Per le cessioni rilevanti ai fini dell’imposta sul valore aggiunto conta il prezzo effettivamente pattuito e non il valore in comune commercio

Di Caterina MONTELEONE

Alle cessioni di immobili strumentali si applicano le imposte ipotecarie e catastali che, a mente dell’art. 2 del DLgs. 347/90, sono “commisurate alla base imponibile determinata ai fini dell’imposta di registro o dell’imposta sulle successioni e donazioni”.
Il successivo art. 10 del DLgs. 347/90 sancisce che “le volture catastali sono soggette all’imposta del 10 per mille sul valore dei beni immobili o dei diritti reali immobiliari determinato a norma dell’art. 2, anche se relative a immobili strumentali, ancorché assoggettati all’imposta sul valore aggiunto, di cui all’articolo 10, primo comma, numero 8-ter), del decreto del Presidente della Repubblica 26 ottobre 1972, n. 633”.

Ai fini dell’imposta di registro, per il combinato disposto degli artt. 43 e 51 del DPR 131/1986, la base imponibile per le cessioni di beni immobili è data dal “valore venale in comune commercio” (cfr. art. 51, comma 2) e quindi dal “valore” dell’immobile, che viene normalmente determinato secondo i valori OMI, oppure perizie di stima.

Nel caso in cui la cessione di immobili strumentali avvenga tra soggetti IVA, secondo quanto previsto dall’art. 10 comma 1 n. 8-ter del DPR 633/72, il cessionario può optare in sede di stipula dell’atto notarile per l’assoggettamento della cessione all’IVA (mentre, secondo la regola generale, la cessione di immobili strumentali avviene in regime di esenzione da IVA). Conseguentemente, la cessione acquisterà rilevanza ai fini IVA.

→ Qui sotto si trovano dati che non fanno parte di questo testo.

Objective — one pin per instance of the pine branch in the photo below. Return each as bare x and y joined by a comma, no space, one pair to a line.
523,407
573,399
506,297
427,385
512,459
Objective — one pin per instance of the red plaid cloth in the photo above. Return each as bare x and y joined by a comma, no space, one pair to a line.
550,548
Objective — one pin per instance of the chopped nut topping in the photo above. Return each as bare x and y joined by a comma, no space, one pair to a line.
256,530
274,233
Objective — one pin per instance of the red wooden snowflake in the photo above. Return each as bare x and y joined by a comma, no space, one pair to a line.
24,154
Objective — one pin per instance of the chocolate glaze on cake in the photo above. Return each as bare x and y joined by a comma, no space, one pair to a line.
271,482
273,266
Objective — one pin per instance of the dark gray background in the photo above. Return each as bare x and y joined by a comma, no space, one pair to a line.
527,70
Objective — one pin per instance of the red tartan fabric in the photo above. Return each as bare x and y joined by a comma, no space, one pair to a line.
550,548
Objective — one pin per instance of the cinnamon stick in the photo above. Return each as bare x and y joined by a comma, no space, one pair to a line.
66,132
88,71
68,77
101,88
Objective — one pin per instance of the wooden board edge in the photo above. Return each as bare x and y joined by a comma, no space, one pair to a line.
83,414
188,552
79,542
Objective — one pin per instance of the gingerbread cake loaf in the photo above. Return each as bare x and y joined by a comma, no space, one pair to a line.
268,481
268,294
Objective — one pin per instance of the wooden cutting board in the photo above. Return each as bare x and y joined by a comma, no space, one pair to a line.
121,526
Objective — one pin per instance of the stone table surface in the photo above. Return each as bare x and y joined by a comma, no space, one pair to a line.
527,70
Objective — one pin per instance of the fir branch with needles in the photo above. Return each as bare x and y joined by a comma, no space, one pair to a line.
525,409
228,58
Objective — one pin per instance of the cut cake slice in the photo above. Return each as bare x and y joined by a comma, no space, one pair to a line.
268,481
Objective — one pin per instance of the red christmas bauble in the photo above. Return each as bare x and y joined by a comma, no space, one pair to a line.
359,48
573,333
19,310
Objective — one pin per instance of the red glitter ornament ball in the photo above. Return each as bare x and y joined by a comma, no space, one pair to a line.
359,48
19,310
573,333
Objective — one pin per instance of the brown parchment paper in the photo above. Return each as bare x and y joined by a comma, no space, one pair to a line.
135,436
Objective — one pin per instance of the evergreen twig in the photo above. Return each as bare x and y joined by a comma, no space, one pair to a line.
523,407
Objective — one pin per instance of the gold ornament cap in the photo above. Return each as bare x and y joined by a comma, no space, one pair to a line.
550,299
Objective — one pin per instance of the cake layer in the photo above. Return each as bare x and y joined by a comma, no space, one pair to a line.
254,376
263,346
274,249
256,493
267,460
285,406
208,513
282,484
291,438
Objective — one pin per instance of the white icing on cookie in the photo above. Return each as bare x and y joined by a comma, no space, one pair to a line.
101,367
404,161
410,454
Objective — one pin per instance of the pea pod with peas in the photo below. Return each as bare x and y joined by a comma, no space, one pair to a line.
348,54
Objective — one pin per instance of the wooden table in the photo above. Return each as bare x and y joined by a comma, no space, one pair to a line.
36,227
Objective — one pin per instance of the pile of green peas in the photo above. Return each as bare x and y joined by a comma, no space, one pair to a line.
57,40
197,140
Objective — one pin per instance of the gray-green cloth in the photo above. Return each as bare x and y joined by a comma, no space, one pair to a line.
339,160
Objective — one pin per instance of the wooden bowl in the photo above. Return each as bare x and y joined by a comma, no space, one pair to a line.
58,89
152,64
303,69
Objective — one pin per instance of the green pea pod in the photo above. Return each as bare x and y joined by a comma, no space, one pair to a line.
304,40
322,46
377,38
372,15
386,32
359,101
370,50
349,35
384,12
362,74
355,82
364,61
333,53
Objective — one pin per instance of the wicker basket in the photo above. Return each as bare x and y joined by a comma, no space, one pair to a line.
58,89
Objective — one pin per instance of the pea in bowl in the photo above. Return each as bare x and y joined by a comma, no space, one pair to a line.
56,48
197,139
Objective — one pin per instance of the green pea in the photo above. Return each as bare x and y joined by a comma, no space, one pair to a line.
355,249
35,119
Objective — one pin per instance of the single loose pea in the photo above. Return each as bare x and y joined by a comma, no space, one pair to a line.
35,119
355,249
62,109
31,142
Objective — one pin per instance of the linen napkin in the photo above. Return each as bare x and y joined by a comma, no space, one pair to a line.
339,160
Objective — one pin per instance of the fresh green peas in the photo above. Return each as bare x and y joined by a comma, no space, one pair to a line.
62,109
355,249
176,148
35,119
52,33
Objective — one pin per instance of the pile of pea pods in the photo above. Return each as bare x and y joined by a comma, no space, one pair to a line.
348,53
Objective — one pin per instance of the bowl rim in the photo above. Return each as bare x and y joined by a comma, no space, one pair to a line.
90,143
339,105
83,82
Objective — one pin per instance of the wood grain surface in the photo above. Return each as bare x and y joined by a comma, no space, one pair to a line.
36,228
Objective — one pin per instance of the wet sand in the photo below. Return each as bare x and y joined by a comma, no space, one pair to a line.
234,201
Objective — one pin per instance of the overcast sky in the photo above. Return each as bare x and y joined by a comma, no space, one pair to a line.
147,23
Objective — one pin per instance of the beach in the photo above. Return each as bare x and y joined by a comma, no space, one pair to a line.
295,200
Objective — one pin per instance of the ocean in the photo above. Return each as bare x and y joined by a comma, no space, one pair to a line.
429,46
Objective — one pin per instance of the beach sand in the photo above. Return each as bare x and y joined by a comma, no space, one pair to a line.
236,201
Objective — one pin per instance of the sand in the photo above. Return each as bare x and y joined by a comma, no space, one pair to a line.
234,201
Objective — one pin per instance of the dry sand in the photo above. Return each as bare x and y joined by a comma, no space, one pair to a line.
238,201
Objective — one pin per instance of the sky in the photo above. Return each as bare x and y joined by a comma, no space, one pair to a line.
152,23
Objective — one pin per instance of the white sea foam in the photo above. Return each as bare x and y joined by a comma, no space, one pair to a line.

Occorre interrogarsi se la richiamata rilevanza sia limitata ai fini della tassazione, ovvero se abbia risvolti anche nella successiva eventuale attività di accertamento dell’Ufficio.

Nella prassi degli Uffici, pur ricorrendo tale circostanza, l’attività di controllo degli atti di cessione di immobili strumentali viene normalmente effettuata secondo le modalità previste dall’art. 51 del DPR 131/86, terminando in caso di esito positivo con l’emissione di un atto di rettifica e liquidazione dell’imposta ipotecaria e catastale senza alcuna rettifica IVA, la quale a sua volta dovrebbe necessariamente basarsi sull’occultamento di corrispettivi.
Al riguardo, infatti, l’art. 13 del DPR 633/1972 statuisce espressamente che la base imponibile delle cessioni di beni (ivi comprese le cessioni di beni immobili) “è costituita dall’ammontare complessivo dei corrispettivi dovuti al cedente … secondo le condizioni contrattuali” e quindi dal prezzo effettivamente concordato tra le parti, anche qualora diverso dal “valore” dell’immobile.

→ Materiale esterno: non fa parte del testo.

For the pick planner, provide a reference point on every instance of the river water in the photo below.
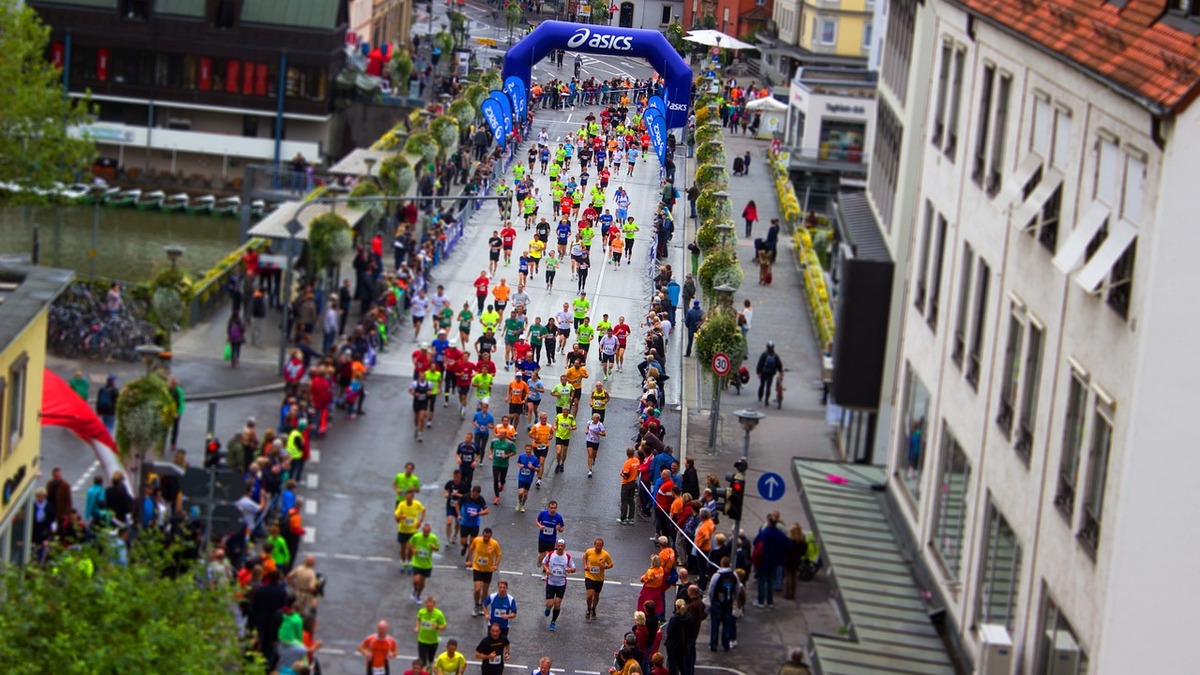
(129, 242)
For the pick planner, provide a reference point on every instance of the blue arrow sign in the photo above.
(772, 487)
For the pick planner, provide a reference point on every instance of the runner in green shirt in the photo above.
(585, 334)
(406, 481)
(562, 393)
(501, 451)
(551, 263)
(433, 376)
(465, 318)
(490, 318)
(580, 308)
(537, 333)
(483, 384)
(430, 621)
(424, 543)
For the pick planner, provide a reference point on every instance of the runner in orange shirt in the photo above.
(519, 393)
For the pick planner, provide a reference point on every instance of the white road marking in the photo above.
(85, 476)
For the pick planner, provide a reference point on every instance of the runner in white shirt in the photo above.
(564, 321)
(557, 565)
(594, 432)
(609, 344)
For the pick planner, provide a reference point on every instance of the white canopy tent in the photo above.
(717, 39)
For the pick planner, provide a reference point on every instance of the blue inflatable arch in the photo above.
(610, 41)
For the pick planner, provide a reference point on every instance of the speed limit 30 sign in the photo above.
(721, 364)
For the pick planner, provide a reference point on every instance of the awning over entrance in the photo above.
(275, 223)
(887, 627)
(361, 161)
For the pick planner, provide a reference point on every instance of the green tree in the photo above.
(84, 614)
(329, 240)
(675, 34)
(35, 113)
(600, 12)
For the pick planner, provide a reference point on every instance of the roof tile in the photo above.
(1129, 47)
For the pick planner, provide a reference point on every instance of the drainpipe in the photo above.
(279, 109)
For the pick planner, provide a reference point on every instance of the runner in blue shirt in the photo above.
(501, 608)
(471, 511)
(550, 524)
(484, 422)
(528, 465)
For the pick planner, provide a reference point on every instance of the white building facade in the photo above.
(1043, 372)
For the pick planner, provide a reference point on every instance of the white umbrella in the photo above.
(717, 39)
(767, 103)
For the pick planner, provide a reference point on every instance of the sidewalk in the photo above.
(797, 429)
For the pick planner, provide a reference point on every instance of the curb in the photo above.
(238, 393)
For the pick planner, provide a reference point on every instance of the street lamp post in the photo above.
(291, 256)
(749, 418)
(174, 251)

In giurisprudenza con la sentenza della Commissione tributaria regionale di Trieste 11 gennaio 2013 n. 1/8/13 è stato affermato che “l’accertamento in materia Iva trascini automaticamente con sé ai sensi dei suddetti art. 2 e 10 del DLgs. 31 ottobre 1990, n. 347, l’accertamento anche delle imposte ipotecarie e catastali, senza necessità di ulteriori dimostrazioni, ma che l’accertamento di cui all’art. 13 del medesimo DLgs. non sia ammissibile in assenza di un accertamento in materia Iva, sussistendone i presupposti, in quanto il riferimento ivi presente deve riferirsi alla sola procedura, mentre per la determinazione della base imponibile deve farsi riferimento all’identità dei valori Iva, imposta ipotecaria e imposta catastale, per quanto suddetto”.

Benché tale sentenza si sia pronunciata in relazione a operazioni di leasing, tale principio potrebbe applicarsi anche alle cessioni di immobili strumentali rilevanti ai fini IVA, poiché anche per tali operazioni rileva il prezzo effettivamente pattuito (che poi è la base imponibile ai fini IVA) e non il valore in comune commercio (quindi, la base imponibile ai fini dell’imposta di registro).

Alla luce di quanto sopra, anche per tali operazioni si ritiene legittimo sostenere che l’accertamento IVA di un prezzo superiore a quello indicato nel contratto debba necessariamente precedere quello ai fini del recupero delle imposte ipotecarie e catastali.